I confess that at this stage I was becoming a little impatient. Luke had given me a forensic analysis of the ills of the world. But his solutions seemed a little idealistic. Would sorting out our own twisted thinking be enough to straighten out the world? Especially when the forces against us are so strong. When Galileo was forced to recant his claims that the Earth moves around the Sun by the Inquisition, he is supposed to have kept his wall intact by telling himself, ‘And yet it moves.’ But he kept it to himself. As well as right thinking we need right doing. And we need to do it together.
Weapons of Attack
Weapons of Attack looked more promising. As well as defending our own moral and cognitive position, we have to challenge the immoral, cognitive dissonance that is so pervasive. Anyone with a platform to challenge the status quo will find lots to work with in this section. How to use logic, humour, moral outrage.
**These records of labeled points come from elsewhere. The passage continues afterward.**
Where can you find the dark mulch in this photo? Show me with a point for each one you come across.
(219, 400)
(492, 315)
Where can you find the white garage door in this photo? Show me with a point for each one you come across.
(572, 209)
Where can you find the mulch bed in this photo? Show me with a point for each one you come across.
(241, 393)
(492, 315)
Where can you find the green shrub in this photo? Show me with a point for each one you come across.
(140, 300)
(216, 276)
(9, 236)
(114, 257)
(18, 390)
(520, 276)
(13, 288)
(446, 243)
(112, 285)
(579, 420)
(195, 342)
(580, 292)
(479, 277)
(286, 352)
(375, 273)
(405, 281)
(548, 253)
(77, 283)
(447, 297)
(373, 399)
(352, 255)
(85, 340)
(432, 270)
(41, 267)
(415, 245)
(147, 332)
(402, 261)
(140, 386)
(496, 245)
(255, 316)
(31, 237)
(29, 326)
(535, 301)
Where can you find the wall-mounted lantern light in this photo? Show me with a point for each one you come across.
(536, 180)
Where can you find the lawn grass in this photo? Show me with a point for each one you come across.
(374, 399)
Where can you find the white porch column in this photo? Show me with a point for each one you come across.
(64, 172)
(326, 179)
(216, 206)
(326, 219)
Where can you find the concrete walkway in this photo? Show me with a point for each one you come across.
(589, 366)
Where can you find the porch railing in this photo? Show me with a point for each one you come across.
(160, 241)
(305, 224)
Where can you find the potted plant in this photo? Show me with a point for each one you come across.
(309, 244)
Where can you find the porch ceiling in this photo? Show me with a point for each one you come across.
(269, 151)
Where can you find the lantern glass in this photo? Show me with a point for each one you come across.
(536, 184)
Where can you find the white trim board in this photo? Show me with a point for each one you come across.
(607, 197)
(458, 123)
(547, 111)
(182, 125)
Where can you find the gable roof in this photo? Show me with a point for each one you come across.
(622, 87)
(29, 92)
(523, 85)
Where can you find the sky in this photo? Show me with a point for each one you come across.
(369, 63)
In media speak, how to stay on message and avoid your enemy’s weapons of mass distraction, or better still turn them back on them.
And then we have a long and useful list of small acts of resistance in Appendix A. (Appendix B is about independent news media and includes us, Creating Socialism’s Critical Mass, so thank you Luke.) It contains lots of useful ideas for individuals. Again I ask myself where are the useful lists of actions for collective resistance: join a union, go on a demonstration, start a petition, build a local action group? This, for me, is a weakness in an otherwise excellent book. I think this illustration from Luke illustrates my point.

Luke takes us through the first three steps from A new moral code to Core values with impeccable logic and great detail. And then there is a massive leap to First steps.
Halt and reverse global warming. Decentralise power and wealth. Remove wealth’s grip on democracy. Democratise corporations and the news media. Introduce PR, local budgets and citizens assemblies. Implement UBI/UBS. Educate for global veganism.
Admirable aims but hardly first steps. And no mention of who will do this and how they will achieve it. Moving from ethical philosophy to practical politics, this raises the twin questions of agency and organization. Perhaps I am being unfair. This is only volume two. Perhaps there is another volume where all my doubts and queries will be resolved.
Despite these caveats, I recommend this book without hesitation. It is an invaluable toolkit or manual for anyone who aspires to be an independent thinker in a world of group think, but wants to avoid the pitfalls and rabbit holes of the brave maverick thinker and remain anchored in reality and morality. This book may not be enough to change the world. But it might just change you. It has changed me. And that’s a start.
Life long socialist. Now retired, I have been an office junior, a bookseller, a docker and a teacher. I write a lot and read a lot more. Committed member of the Society of Authors, English PEN and the National Education Union. Never voting Labour again.
Thanks for this kind review, Mike – greatly appreciated! I’d love it if you reviewed one of my other books, particularly Intelligent Ethics, which is the foundation stone for all my writing on ethics and politics….. Shout if you’d like a copy!!